Saturday, November 29, 2014

Customized DIY(+) DM Screen for all Occasions (with pictures and musings and all that)

I really love to use DM-Screens. The main reason being that my players don't have to see what I roll. Or better yet: I believe it's far more effective to allow players sitting next to me an occasional glance behind the screen. Or decide on the fly to roll in the open to heighten tension. The more I think about it, the more I come to the conclusion that DM Screens are necessary tools for so many reasons. You may have huge amounts of information for the game at your fingertips and, if need be, protected from prying eyes. And let's not forget, the art depicted on a DM screen helps facilitating a mood for your games.

Anyway, most will be aware of those benefits, some might even disagree. But I believe there is no DM out there that likes DM Screens and didn't experience the annoyance coming with some of the published proposals. Like bad/ugly/stupid art. I really hate, for example, the art on the 3E DM Screen. It's such an ugly thing (and I won't post a picture of that aberration).

Bad organisation or bad selection of rules is another on. I mean, check out the Official HackMaster Game Master's Shield:

I really wanted to like this, but ...
One could say they take this idea to the MAX (which is kind of funny, I guess ...). Layers and layers within layers and layers of information. It's just too much. Way too much. I tried to use it but always ended up looking in the books.

The third crime in this regard would be poor quality. It is an item that'll be used quite often. So if it falls apart after 20 sessions, it's bad quality in my opinion. "Scares", on the other hand, can give a GM Screen some character. Behold my Midgard RPG DM Screen:

Did use this a lot! Good times.
Used almost every Friday for five consecutive years. And it shows (it did hold up quite well, though).

The last thing that will eventually happen to all published DM Screens is that they get obsolete because of a new edition (which would be true for all three DM Screens described above) or because the Dungeon Master decided to go with another game (also true for all three examples ...).

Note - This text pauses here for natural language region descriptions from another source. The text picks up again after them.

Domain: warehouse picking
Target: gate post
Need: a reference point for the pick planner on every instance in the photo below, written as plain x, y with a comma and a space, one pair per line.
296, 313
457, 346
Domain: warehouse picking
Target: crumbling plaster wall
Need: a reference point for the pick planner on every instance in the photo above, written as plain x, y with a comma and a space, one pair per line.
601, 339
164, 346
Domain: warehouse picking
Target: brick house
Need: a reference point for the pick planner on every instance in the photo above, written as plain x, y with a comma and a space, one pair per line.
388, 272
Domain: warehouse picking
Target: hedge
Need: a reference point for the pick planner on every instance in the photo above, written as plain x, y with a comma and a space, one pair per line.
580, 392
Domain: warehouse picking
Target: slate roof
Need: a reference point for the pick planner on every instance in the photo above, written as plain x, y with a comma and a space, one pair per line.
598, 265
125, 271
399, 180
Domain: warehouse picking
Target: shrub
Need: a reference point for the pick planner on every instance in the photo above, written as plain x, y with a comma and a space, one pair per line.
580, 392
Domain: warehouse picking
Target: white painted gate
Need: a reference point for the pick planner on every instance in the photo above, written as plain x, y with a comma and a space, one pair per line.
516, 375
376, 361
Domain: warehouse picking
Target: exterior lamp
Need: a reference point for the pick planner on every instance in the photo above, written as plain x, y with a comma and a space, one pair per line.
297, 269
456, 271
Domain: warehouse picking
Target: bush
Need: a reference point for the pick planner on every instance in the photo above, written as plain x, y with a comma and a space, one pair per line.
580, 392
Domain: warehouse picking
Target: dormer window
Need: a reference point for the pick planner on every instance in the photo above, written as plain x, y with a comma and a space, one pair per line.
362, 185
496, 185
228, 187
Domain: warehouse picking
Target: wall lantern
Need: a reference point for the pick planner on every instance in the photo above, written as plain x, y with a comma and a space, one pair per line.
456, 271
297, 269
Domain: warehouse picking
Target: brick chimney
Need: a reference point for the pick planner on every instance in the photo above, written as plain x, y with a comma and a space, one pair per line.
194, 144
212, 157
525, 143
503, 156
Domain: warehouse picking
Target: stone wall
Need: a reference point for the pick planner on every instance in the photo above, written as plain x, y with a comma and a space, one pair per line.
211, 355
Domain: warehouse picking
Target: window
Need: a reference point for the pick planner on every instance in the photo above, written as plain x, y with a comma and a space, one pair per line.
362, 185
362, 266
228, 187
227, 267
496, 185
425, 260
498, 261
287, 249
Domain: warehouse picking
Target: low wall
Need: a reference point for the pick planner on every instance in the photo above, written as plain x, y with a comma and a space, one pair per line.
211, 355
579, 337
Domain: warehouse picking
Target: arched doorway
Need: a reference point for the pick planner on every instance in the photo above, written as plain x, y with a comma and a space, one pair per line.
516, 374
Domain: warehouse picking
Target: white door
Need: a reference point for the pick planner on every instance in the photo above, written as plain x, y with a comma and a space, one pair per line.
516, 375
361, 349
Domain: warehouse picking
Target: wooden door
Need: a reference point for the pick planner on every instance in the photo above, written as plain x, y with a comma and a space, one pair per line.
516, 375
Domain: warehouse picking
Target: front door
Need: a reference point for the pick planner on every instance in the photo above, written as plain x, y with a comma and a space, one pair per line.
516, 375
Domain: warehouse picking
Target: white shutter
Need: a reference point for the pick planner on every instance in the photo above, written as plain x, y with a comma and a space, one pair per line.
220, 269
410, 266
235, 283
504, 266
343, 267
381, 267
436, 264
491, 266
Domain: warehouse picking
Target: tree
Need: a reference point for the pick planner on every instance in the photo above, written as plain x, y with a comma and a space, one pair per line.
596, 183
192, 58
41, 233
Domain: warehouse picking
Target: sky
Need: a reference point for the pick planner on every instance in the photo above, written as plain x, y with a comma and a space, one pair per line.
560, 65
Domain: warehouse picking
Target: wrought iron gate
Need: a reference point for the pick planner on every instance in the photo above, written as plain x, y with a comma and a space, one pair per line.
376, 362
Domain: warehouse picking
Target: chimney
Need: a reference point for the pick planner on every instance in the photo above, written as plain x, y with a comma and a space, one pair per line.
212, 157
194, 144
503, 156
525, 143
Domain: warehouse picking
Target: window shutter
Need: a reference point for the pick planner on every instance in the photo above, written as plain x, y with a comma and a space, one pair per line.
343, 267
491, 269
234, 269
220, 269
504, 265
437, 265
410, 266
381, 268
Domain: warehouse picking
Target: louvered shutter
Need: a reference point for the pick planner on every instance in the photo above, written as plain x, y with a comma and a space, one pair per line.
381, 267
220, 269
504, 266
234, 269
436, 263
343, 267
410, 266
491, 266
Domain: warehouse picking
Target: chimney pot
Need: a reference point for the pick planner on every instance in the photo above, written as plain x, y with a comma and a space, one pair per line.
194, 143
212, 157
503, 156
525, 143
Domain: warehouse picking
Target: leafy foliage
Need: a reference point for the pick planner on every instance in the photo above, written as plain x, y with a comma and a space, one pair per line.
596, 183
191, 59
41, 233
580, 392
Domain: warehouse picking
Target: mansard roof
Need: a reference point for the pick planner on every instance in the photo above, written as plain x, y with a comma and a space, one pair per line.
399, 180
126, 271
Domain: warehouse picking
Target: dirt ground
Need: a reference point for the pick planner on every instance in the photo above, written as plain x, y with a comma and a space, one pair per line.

There are alternatives, though.

OSR, DIY and the customized DM Screen

When I discovered those small blogs that would form the OSR later on, my focus in gaming also changed to older games (The D&D Rules Cyclopedia ftw!) and all those small games that got published (often for free) in that particular blog-o-sphere (and some indie-games I could get my fingers on ...). It won't come as a surprise that DM Screens are a very rare thing for those games. So a DM would need a flexible and neutral screen for this. Of course those things can be bought. But I never saw one that I liked and why buy one if you can do it yourself with all the freedom you want to get what you need?

That's what I did end of last year. Result:

A 4  panel customized DM Screen, laminated and connected  via spiral binding ... 
... with 4 for implemented (glued) sheet protectors inside ...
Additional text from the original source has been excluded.